Nella celebrazione della Pasqua, verso cui tende l’itinerario quaresimale, questo modo altro di abitare il proprio essere e i propri bisogni è iconicamente rappresentato dall’agire di Gesù. Da come egli affronta quei giorni intensi e convulsi che intercorrono tra il suo ingresso nella città santa, la domenica delle Palme (cfr. Lc 19,28-44), e il suo uscirne la sera del giorno di Pasqua, fattosi anonimo compagno dei due discepoli di Emmaus (cfr. Lc 24,13-35). Proprio lì Gesù, con l’agire più che con le parole, cercherà di mostrare il culmine della sua lotta, disegnando e poi percorrendo una sorta di via d’uscita che egli intravvede e con cui dilata lo spazio angusto dove le forze del male tentano di restringerlo per annientarlo. Egli inventa e indica quella dimensione altra dell’essere e del tempo, che sola è capace di riscattare la vita dall’appiattimento sui propri istinti che facilmente si trasforma in violenza contro gli altri. Donandosi nella mitezza, Gesù mostra non che la vita non ha senso, ma che essa possiede una dimensione ulteriore rispetto a quella che siamo soliti vedere: la dimensione dell’eternità, che non toglie nulla alla storia, ma la umanizza facendone intuire la sua dimensione nascosta, quell’altra parte della realtà che rende ai pensieri che abitano l’essere umano la possibilità di essere vissuti per il bene e non per il male.
Ma tutto questo che senso può avere e di che aiuto può essere nel tempo tragico che ci troviamo a vivere? Al termine di una Quaresima di guerra e alle porte di celebrazioni pasquali che si prospettano tristi e dolorose? Può ricordarci il punto dal quale possiamo ricominciare la nostra lotta per restare umani: dall’interrogare i pensieri che abitano il nostro cuore e dall’esporli alla luce delle Scritture.

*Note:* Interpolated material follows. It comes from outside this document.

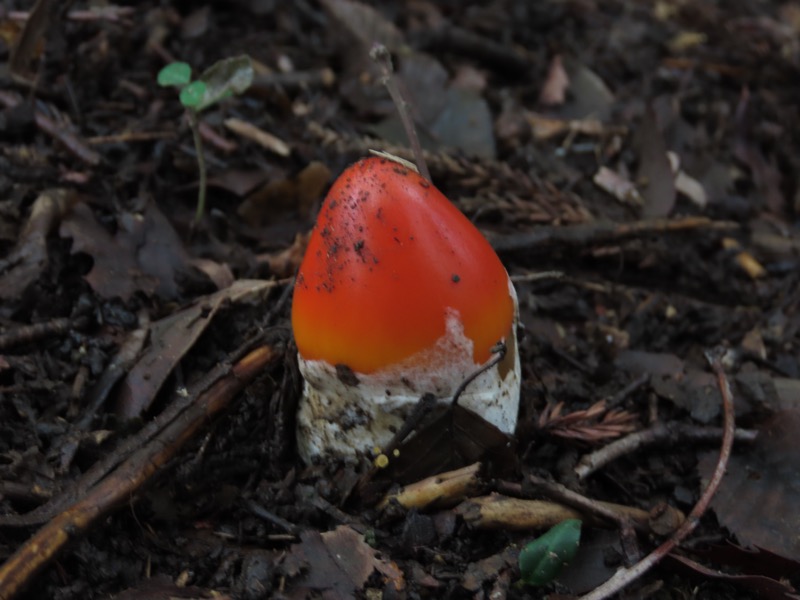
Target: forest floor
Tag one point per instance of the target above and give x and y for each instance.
(634, 164)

Le “nostre” guerre, piccole e grandi, fra individui come tra popoli, sono sempre l’esito da una mancanza di vigilanza sui pensieri che abitano il cuore di noi esseri umani, di aspirazioni che si trasformano in deliri.
La Quaresima e la Pasqua ci ricordano la necessità che abbiamo di porci sempre queste semplici domande senza mai stancarci, come singoli e come società: Da cosa ci lasciamo dominare? Quali desideri nutriamo nel cuore? E poi, ancora: In quali spazi riduciamo i nostri orizzonti? Siamo capaci di scorgere l’altra dimensione del tempo e della storia, indispensabile per disinnescare la potenza mortifera che si nasconde nei nostri pensieri?